A new guide, Making a research project understandable – Guide for data documentation, answers the questions of researchers. It brings together the basics of data documentation in 12 pages. The guide has been written by information specialists Siiri Fuchs and Mari Elisa Kuusniemi from the University of Helsinki’s DataSupport.
”We have been lacking a guide that gathers together fundamental elements of data documentation. There’s a lot of information about this topic, but many guides only introduce parts of the subject. When reading researchers’ data management plans (DMP), I have noticed that only a few people understand what documentation means”, Fuchs says.
”This guide introduces the essential elements of documentation and for most people, the level presented here is sufficient. Data scientists and data managers are a different matter”, Kuusniemi says.
Documentation is a basic skill
The documentation guide is intended for anyone who does research. Documentation is a basic skill for researchers, and it should be taken in consideration both during and after a research project – the guide helps in both phases.
”The guide is useful for people who are interested in the quality and the efficiency of their research – and for those who want to open data. The guide can be used by anyone who wants to implement FAIR principles in the organization”, Kuusniemi says.

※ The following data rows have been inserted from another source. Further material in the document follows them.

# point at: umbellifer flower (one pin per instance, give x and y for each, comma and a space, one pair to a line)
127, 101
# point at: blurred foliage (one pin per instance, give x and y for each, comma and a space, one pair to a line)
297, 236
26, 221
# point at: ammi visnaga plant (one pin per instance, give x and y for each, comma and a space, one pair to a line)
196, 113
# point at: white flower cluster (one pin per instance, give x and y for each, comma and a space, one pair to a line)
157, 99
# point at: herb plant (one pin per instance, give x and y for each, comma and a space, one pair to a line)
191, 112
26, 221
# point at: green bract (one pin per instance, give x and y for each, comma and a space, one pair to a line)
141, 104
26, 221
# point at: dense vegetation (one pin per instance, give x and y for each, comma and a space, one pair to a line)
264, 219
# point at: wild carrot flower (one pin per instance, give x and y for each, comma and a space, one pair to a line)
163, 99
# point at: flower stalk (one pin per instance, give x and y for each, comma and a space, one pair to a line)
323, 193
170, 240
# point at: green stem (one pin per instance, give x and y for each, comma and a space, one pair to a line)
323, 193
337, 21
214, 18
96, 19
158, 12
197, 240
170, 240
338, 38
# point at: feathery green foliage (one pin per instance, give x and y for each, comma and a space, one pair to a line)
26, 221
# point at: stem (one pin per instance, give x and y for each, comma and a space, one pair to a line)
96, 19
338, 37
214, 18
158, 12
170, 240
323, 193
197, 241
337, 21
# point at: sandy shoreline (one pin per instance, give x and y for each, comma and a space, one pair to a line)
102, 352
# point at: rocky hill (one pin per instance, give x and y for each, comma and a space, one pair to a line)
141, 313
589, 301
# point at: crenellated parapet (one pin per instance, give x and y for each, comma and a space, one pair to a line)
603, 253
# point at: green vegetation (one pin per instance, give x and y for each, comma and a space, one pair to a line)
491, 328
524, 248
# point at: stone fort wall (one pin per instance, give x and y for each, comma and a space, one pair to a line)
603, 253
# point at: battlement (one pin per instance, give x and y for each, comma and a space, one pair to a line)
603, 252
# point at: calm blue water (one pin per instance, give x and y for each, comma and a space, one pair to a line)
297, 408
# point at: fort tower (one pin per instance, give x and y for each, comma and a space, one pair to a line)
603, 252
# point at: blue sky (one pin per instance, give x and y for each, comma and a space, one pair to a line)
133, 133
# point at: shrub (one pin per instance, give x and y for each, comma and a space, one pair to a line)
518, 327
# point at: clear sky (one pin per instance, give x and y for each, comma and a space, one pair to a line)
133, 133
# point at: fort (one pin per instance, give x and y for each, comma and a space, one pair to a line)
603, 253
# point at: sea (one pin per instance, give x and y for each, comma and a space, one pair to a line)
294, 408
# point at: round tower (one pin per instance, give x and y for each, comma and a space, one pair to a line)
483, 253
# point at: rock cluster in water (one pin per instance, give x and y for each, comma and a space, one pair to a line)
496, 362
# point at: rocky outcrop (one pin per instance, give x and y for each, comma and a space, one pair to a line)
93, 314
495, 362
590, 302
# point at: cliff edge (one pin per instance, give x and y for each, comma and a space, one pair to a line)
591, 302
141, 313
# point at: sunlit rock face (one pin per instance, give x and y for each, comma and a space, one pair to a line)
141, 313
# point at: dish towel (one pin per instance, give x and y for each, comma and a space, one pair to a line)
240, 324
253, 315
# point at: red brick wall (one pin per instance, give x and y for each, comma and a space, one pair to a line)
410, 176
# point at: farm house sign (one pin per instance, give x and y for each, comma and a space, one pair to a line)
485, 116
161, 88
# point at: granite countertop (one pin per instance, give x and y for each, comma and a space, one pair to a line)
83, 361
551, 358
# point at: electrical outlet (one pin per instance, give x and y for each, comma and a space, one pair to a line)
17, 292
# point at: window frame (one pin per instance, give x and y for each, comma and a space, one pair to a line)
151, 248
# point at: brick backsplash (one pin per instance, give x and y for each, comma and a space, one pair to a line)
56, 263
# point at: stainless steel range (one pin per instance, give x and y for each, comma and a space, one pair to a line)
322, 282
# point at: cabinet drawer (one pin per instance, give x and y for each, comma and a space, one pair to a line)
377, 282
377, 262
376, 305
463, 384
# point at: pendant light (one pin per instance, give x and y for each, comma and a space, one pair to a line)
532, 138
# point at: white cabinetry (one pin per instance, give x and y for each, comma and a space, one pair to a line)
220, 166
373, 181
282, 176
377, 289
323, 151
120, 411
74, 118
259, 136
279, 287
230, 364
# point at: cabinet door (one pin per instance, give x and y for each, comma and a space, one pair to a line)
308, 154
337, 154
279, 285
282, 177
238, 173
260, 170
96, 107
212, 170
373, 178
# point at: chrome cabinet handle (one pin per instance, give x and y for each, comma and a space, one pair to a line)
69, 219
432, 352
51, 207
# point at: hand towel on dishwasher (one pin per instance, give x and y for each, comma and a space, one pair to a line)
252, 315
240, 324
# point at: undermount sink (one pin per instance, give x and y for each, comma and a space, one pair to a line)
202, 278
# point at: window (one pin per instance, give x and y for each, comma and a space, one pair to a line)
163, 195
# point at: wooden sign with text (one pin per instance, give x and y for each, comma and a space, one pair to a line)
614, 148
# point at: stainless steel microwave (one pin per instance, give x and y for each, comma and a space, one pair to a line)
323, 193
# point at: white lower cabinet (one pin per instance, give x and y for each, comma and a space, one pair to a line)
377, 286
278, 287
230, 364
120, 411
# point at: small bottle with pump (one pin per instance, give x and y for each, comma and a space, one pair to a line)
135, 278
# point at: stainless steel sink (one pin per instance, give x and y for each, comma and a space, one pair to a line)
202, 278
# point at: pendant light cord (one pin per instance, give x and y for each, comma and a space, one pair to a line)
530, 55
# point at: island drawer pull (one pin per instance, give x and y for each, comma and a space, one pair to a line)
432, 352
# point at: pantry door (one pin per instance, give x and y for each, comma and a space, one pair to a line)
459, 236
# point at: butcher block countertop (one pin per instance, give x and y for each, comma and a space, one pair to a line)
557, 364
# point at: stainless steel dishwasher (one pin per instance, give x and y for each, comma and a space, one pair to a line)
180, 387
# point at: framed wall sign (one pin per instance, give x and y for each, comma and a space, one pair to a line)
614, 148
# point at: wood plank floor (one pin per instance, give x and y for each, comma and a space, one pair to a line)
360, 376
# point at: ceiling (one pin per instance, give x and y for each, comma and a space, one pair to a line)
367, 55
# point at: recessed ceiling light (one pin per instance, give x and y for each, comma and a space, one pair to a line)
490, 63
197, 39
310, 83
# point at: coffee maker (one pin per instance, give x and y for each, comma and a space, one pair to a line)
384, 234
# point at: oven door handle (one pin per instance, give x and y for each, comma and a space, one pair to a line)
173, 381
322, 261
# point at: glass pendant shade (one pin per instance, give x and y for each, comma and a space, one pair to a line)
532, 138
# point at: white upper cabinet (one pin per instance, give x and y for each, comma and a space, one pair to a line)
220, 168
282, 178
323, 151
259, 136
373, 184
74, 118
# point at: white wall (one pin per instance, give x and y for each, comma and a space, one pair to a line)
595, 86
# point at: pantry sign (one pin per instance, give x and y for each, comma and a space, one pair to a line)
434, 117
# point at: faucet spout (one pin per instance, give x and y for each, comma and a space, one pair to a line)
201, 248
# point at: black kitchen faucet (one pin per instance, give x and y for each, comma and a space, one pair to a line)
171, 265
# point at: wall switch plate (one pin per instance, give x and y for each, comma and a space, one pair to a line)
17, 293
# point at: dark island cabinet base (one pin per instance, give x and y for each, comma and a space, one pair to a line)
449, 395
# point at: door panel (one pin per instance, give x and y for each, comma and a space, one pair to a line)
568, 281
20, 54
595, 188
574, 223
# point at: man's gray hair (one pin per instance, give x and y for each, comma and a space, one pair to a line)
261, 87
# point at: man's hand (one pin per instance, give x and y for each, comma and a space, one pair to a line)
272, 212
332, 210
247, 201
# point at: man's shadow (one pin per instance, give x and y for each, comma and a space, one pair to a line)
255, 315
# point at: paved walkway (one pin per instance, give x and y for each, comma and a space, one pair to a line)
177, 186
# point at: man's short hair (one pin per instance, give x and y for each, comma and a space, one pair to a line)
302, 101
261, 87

The FAIR data principles describe the goals for open data: open data requires that data are Findable, Accessible, Interoperable, and Reusable.
The guide can be utilized in many ways
|Three points about documentation
Obviously, summarizing data documentation in 12 pages has called for pruning. For example, the theme of file formats was seen more related to storing and archiving than documentation. Although everything is not thoroughly explained in the guide, it gives tips on how to find further information.
For some researchers, the guide may seem self-evident. However, the summary of basic elements of data documentation (on page 4) can be helpful as a checklist in the research project.
”You can check what is missing. And if the research involves a number of people, the guide will keep everyone informed of basic documentation methods as well as help in introducing new people to the topic”, Kuusniemi says.
The guide is also suitable for training and teaching.
”The guide provides a basis for teaching, and it would be great, if documentation skills would be integrated to university’s bachelor’s or master’s level education”, Fuchs says.